Japanese family lawyers say allegations of sexual assault and domestic violence are common in parental child abduction cases. In a recent article in Mainichi Shimbun, a prominent family lawyer, Kensuke Onuki, said he opposed Japan signing the convention because « in more than 90 per cent of cases in which the Japanese women return to Japan, the man is at fault, such as with domestic violence and child abuse ». Whereas women can’t easily provide evidence of the abuse, he says, the men rarely have trouble drumming up attention in the media.

For fathers like Mr Wong, this claim « is insulting. It simply doesn’t make sense. If it’s the voices of foreign fathers that get heard, then why is it that not one foreigner has had his child returned to him? Not one – ever. »

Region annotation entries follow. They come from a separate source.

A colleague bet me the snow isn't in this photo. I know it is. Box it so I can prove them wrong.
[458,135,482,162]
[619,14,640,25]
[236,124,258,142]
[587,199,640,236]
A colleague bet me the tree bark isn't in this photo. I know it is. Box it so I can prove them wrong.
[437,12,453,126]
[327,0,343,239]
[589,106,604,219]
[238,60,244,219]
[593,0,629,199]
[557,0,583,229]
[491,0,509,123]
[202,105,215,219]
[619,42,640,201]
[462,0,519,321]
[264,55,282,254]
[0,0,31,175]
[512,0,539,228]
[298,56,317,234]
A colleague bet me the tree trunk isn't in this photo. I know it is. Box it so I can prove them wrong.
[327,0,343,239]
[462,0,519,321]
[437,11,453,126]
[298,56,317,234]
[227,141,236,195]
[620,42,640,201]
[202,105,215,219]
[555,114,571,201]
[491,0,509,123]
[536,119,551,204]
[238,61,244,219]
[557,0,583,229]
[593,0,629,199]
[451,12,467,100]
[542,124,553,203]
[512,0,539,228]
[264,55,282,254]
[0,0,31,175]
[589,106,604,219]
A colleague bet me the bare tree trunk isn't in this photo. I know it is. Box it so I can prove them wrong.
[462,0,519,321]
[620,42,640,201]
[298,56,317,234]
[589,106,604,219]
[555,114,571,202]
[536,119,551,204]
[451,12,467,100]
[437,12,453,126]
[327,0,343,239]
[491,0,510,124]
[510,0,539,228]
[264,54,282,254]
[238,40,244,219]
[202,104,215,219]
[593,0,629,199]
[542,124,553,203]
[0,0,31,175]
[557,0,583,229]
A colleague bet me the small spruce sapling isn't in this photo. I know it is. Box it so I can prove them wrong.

« A lot of people are getting fed up with the way Japan is running around the world lobbying for diplomatic support over the few Japanese abductees to North Korea, when the country is permitting hundreds of its own citizens to do the same thing to foreign parents in broad daylight. »

In September, after a newspaper report claimed Japan would sign the convention as soon as 2010, the Australian embassy in Tokyo sent a « formal government-to-government communication … commending them and offering assistance, » an embassy official said.

But Japan’s Foreign Ministry subsequently distanced itself from the report. A spokesman said the Government was still considering signing the convention but had not made a decision.